Une œuvre inachevée. Rapportée à Emmanuel Hocquard, cette affirmation, elle-même incomplète, n’est nullement l’expression d’un regret. En témoignent les 600 pages de son dernier livre, publié au printemps 2018, Le Cours de Pise (P.O.L) : non pas un testament mais le perpétuel chantier de cet inachèvement. Il s’agit de notes et documents divers liés au travail accompli avec des étudiants de l’Ecole des beaux-arts de Bordeaux de 1993 à 2005. Emmanuel Hocquard est mort le dimanche 27 janvier à Mérilheu (Hautes-Pyrénées). Il avait 78 ans.
Pendant la décennie précédente, il avait déjà animé de mémorables lectures publiques au Musée d’art moderne de la ville de Paris. Pise, ce n’est pas seulement une tour célèbre et qui penche, mais l’acronyme de « Procédure, images, son, écriture », l’intitulé du cours bordelais. Dans sa préface, David Lespiau, qui a rassemblé et classé les notes de Hocquard, parle d’une « espèce d’éthique du cancre revendiquée. Le cancre comme résistant malgré lui au bulldozer des apprentissages dénués de sens, aux intégrations des contraintes ».

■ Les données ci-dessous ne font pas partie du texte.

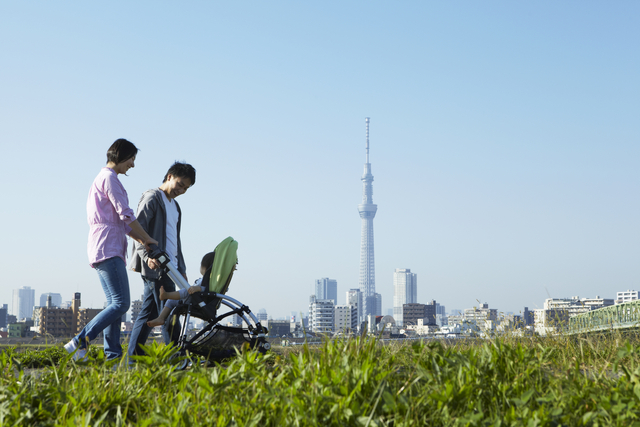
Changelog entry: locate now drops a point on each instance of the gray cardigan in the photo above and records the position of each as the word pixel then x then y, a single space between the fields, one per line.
pixel 152 216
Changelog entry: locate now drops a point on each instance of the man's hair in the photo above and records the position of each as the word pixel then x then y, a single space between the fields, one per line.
pixel 121 151
pixel 181 170
pixel 207 262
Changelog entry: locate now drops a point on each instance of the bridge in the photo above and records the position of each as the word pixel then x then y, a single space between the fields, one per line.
pixel 619 316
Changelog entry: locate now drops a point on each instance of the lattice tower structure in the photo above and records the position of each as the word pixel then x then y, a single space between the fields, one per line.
pixel 367 210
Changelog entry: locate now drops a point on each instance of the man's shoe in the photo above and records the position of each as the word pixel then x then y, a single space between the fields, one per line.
pixel 72 346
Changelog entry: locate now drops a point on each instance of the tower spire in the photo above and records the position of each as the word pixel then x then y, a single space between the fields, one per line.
pixel 367 212
pixel 366 120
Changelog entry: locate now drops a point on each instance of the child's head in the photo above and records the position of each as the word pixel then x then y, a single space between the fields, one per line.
pixel 206 263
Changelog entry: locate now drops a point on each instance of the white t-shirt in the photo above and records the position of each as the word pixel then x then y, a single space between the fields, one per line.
pixel 172 229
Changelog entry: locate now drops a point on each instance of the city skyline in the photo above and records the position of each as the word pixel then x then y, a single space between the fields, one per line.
pixel 367 210
pixel 504 140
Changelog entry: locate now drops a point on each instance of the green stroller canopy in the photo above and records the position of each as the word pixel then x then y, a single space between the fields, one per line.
pixel 224 263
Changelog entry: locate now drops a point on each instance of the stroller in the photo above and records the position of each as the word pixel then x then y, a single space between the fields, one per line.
pixel 214 341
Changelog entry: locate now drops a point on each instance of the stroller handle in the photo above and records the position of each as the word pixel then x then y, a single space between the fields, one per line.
pixel 156 252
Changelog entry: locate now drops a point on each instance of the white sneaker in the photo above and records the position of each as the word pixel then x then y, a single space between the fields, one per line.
pixel 72 346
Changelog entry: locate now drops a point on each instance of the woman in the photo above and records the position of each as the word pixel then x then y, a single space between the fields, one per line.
pixel 110 220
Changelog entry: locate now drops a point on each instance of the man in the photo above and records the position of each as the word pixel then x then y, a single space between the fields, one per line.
pixel 159 214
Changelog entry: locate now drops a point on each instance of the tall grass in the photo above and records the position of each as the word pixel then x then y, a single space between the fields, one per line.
pixel 360 382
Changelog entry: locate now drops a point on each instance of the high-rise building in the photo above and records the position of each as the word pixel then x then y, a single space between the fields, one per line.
pixel 405 291
pixel 354 299
pixel 626 296
pixel 321 315
pixel 4 311
pixel 327 289
pixel 342 318
pixel 23 302
pixel 56 299
pixel 367 212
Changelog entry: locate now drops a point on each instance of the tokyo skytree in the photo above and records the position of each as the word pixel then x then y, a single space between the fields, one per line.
pixel 367 260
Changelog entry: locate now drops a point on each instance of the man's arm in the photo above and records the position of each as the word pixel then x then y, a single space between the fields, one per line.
pixel 147 209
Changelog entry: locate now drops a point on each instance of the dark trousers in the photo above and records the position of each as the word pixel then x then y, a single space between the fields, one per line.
pixel 151 307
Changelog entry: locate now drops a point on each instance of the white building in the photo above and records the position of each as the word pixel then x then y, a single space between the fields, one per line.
pixel 262 316
pixel 354 299
pixel 321 315
pixel 405 291
pixel 421 329
pixel 23 302
pixel 56 299
pixel 327 289
pixel 343 318
pixel 576 305
pixel 626 296
pixel 550 321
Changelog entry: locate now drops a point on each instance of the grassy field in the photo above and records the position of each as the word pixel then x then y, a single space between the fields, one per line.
pixel 358 382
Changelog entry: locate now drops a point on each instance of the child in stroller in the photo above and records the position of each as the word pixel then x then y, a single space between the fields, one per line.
pixel 181 294
pixel 214 341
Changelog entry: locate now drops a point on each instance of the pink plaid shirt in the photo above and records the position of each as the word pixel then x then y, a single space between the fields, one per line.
pixel 109 216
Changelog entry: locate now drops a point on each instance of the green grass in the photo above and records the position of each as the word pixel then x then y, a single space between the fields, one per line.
pixel 359 382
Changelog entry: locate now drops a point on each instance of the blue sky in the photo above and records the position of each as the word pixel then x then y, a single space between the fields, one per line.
pixel 504 141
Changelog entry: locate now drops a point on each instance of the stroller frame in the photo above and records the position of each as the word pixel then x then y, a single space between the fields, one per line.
pixel 203 305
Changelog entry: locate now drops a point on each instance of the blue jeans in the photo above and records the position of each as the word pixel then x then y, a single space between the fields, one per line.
pixel 115 283
pixel 151 307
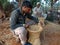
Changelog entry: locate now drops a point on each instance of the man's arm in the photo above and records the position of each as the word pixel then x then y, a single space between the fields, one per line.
pixel 13 20
pixel 33 18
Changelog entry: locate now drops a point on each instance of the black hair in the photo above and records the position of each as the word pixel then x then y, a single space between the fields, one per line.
pixel 27 4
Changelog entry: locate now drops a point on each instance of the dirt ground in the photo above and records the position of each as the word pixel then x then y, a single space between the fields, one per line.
pixel 49 36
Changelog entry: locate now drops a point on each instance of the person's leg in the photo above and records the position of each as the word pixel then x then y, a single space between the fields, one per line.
pixel 21 32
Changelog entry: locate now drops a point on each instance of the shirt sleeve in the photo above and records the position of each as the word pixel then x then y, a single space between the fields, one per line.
pixel 33 18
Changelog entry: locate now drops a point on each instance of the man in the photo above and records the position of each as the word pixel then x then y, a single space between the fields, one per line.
pixel 37 11
pixel 18 18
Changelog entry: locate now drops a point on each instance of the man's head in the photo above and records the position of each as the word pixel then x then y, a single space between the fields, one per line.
pixel 38 4
pixel 26 7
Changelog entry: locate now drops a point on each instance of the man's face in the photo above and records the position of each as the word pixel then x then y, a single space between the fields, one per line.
pixel 26 9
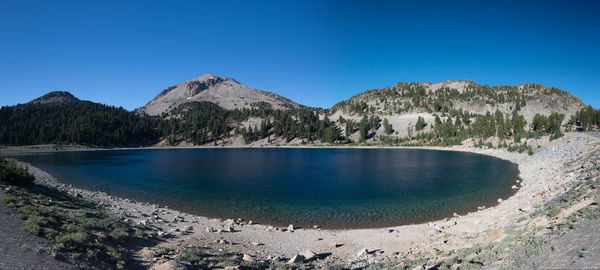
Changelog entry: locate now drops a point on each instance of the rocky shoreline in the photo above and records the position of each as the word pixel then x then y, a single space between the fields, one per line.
pixel 543 176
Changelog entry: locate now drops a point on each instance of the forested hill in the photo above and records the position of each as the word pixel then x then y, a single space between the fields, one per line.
pixel 446 113
pixel 60 118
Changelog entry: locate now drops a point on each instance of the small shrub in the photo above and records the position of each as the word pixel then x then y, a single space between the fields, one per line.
pixel 193 256
pixel 12 174
pixel 73 241
pixel 32 229
pixel 119 235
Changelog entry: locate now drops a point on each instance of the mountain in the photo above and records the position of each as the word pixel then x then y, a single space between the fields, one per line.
pixel 56 97
pixel 202 112
pixel 403 103
pixel 225 92
pixel 61 118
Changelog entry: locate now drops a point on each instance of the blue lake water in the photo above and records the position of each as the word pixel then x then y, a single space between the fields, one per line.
pixel 334 188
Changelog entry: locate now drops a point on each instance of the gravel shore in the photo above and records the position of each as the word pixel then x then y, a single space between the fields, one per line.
pixel 543 176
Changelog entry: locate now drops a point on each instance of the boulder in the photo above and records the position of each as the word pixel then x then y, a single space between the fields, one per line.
pixel 296 259
pixel 362 252
pixel 169 265
pixel 308 254
pixel 247 258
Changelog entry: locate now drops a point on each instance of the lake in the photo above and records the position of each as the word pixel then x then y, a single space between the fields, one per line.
pixel 334 188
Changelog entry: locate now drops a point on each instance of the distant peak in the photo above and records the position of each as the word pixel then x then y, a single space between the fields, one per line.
pixel 56 97
pixel 207 77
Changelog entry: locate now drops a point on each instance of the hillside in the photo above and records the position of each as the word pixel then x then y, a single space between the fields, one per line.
pixel 404 103
pixel 56 97
pixel 221 112
pixel 61 118
pixel 225 92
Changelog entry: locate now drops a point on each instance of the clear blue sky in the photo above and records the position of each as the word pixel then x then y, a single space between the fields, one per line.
pixel 315 52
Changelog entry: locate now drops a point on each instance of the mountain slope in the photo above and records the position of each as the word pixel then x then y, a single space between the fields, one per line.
pixel 56 97
pixel 225 92
pixel 404 103
pixel 61 118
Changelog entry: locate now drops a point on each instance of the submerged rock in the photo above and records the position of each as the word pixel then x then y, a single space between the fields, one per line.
pixel 308 254
pixel 362 252
pixel 296 259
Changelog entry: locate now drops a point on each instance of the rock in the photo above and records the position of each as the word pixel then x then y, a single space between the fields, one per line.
pixel 418 267
pixel 296 259
pixel 247 258
pixel 169 265
pixel 308 254
pixel 229 222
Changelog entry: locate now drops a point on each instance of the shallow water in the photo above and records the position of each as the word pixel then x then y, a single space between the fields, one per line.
pixel 334 188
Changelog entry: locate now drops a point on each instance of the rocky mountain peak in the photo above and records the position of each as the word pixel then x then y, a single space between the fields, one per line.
pixel 56 97
pixel 225 92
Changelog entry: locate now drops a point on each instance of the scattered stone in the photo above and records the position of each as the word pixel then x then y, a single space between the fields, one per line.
pixel 247 258
pixel 418 267
pixel 296 259
pixel 308 254
pixel 362 252
pixel 169 265
pixel 229 222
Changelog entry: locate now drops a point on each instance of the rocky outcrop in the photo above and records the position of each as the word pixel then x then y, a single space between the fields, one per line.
pixel 225 92
pixel 56 97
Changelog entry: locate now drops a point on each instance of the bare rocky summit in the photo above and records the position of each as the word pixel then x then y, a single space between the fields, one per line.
pixel 56 97
pixel 225 92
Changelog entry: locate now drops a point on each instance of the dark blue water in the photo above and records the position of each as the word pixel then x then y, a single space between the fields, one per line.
pixel 334 188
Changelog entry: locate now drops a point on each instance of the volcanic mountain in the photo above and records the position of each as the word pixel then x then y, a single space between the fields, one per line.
pixel 225 92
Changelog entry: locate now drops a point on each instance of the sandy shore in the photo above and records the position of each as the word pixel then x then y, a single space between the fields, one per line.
pixel 544 176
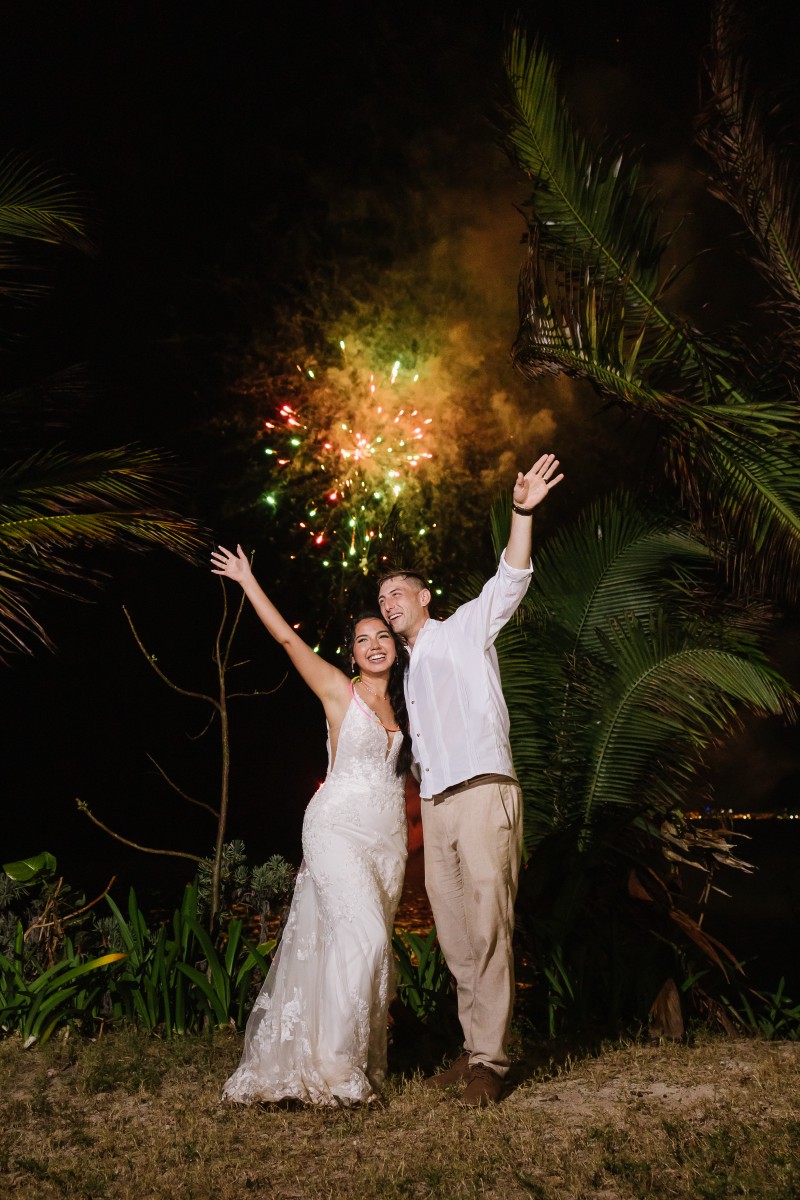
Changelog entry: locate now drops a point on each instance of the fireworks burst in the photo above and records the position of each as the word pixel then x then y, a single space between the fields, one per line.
pixel 347 454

Il est aussi question d’une certaine « forme d’humour », d’une exigence « à la fois logique, poétique et éthique » et des références majeures de l’écrivain : Deleuze et surtout Wittgenstein, même si ces deux philosophes ne pensent pas forcément en bonne harmonie… Certes, en ces quelques mots, tout n’est pas dit de l’œuvre, de la pensée et de l’écriture de Hocquard. Mais un paysage est bien dessiné, délimité, pour un poète qui confessera toujours sa grande « horreur du flou ».
« Un impatient lent »
Ce paysage, Hocquard va en dresser la multiple cartographie, avec un esprit à la fois ludique et rigoureux : « de la grammaire », soulignait son ami le poète Claude Royet-Journoud, il a fait une « autobiographie » ; « la grammaire, ajoutait-il, c’est aussi l’enfance, l’apprentissage de la lettre, bref l’art de lire et d’écrire ». Pour un autre de ses lecteurs, Gilles Tiberghien – qui lui consacra, en 2006, un volume de la collection « Poètes d’aujourd’hui » (Seghers) –, de même que le philosophe doit avoir souci de l’écriture, l’écrivain doit avoir souci de la pensée. D’où, sans doute, cet « effet de ralentissement » que Hocquard produit en écrivant. Olivier Cadiot, un autre de ses proches, souligne combien il « a amélioré l’état de la pensée de la poésie ».